In der Berliner Zentrale wünschen sie ihm jedenfalls alles erdenklich Gute dabei. Der Mann spielt in der strategischen Aufstellung der FDP ab jetzt eine Schlüsselrolle. Er muss etwas beweisen: dass es auch mit Roten, das sowieso, aber dass es sogar mit Grünen geht. Offiziell macht sich niemand Gedanken darüber, wie nützlich das 2017 nach der Bundestagswahl noch einmal werden könnte. Halblaut lassen Parteistrategen das Stichwort „Jamaika“ fallen, also Schwarz-Grün- Gelb. Oder, noch lieber, Schwarz-Gelb- Grün.
Mit solchen Gedankenspielen jetzt schon deutlicher nach vorn zu gehen, erschiene freilich verfrüht. Die FDP bleibe auf dem Teppich, versichert Lindner. Einer aus dem Präsidium gibt sogar weiter die Losung „Demut“ aus – bloß nicht auftrumpfen! Bloß keine Erinnerungen wecken an die zappelige, lautsprecherische, an Selbstüberschätzung gescheiterte FDP.

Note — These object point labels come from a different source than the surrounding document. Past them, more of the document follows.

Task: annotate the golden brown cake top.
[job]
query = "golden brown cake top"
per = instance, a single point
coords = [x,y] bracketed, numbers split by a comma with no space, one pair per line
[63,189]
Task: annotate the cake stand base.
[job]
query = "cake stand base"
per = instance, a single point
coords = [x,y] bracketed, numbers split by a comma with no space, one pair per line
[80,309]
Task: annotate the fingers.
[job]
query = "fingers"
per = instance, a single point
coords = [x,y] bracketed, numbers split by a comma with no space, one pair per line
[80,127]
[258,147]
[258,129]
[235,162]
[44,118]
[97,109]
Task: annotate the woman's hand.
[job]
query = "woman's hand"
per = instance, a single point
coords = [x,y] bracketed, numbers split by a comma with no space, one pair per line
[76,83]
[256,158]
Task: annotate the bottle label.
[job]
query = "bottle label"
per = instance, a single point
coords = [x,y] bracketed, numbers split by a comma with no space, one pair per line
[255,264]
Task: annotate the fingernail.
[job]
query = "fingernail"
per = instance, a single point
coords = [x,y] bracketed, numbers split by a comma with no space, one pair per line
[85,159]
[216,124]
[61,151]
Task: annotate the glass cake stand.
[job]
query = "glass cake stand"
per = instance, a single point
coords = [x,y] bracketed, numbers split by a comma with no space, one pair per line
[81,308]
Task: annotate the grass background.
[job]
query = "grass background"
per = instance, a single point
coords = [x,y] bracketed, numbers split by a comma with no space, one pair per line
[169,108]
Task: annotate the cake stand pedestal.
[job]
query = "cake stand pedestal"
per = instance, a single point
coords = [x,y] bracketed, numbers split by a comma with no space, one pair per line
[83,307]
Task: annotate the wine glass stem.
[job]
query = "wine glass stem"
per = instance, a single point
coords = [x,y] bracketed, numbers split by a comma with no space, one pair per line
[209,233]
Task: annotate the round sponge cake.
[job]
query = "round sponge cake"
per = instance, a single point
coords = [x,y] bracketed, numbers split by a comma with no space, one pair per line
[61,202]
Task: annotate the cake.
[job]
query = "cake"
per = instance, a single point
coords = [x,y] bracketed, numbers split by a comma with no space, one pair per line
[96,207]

Aber seit diesen Landtagswahlen im März hat sich etwas verändert. Die ersten Wahlerfolge in Bremen und Hamburg haben sie ja selbst noch mit Misstrauen beäugt – konnte das wahr sein, dass ihre Partei mit dazu noch weithin unbekannte Spitzenkandidatinnen wie Lencke Steiner und Katja Suding wiederaufersteht? Die Rückkehr in die Landtage in den Stammländern Baden-Württemberg und Rheinland-Pfalz polstert das Selbstbewusstsein kräftig auf. Das Selbstbewusstsein erträgt es inzwischen sogar wieder, den glücklosen Ex-Parteichef Philipp Rösler als Gast willkommen zu heißen und sogar geschäftsmäßig knapp zu beklatschen.
Lindner wirkt sowieso sehr entspannt auf der Tribüne. Nächstes Jahr in Nordrhein-Westfalen hat er als Spitzenkandidat immer noch eine wichtige Wahl zu bestehen. Doch sie entscheidet jetzt nicht mehr über Wohl und Wehe der Gesamtpartei. „Im letzten Jahr hatten wir die Trendwende für die FDP noch nicht erreicht“, ruft der Parteichef. „Aber in diesem Jahr haben wir die Trendwende erreicht!“
Lindner traut sich langsam sogar, Ziele zu benennen: Stärker als die AfD werde die Bundespartei, prognostiziert er. Die „Alternative“ kommt bei ihm ansonsten nur knapp vor, als „die Rechtspopulisten“, die mit ihrer Gleichsetzung von Islam und Islamismus den sozialen Zusammenhang gefährdeten. Taktisch betrachtet ist ihm die „Alternative“ aber nicht unrecht. Sie versammelt den Pegida-nahen Protest und erspart der Protestpartei FDP diese Sorte Wutbürger. So kann Lindner sich dezent gegen Merkels Willkommenskultur positionieren. Am Samstag fordert er einen „europäischen Grenzschutz“. Was das sein soll, weiß kein Mensch. Aber es ist manchmal nützlich, wenn man als Partei noch wenig beachtet wird. Das erspart Erklärungen.
Ach ja, richtig, Erklärungen – da war etwas offen. Die Sache mit der Beta-Republik. Der Kubicki hat es also nicht ganz verstanden. Die Erläuterung im Klappentext der Tagungsmappe, die das Dehler-Haus vorsichtshalber den Delegierten mitgibt, wird ihm auch nicht weiter helfen: „Die Beta-Version ist ein Stadium bei der Entwicklung neuer Software, das noch Tests durchläuft.“ Lindner liegt schon näher dran: Die Beta-Republik, das sei eine, in der man auch mal was ausprobiere, das noch nicht hundertprozentig funktioniere.
Aber die ganze Wahrheit ist das auch noch nicht. Vielleicht besser, wenn die meisten Delegierten die nicht kennen. Beta-Software ist eine, für die der Hersteller keine Garantie übernimmt, weil sie noch unfertig ist. Die kann harmlose Fehler enthalten, aber auch richtig ernste Macken. Wenn man Pech hat, dann stürzt sie sogar unvermittelt ab. Als Motto für die Freie Demokratische Partei, Stand 2016, ist das also vielleicht gar nicht mal so falsch.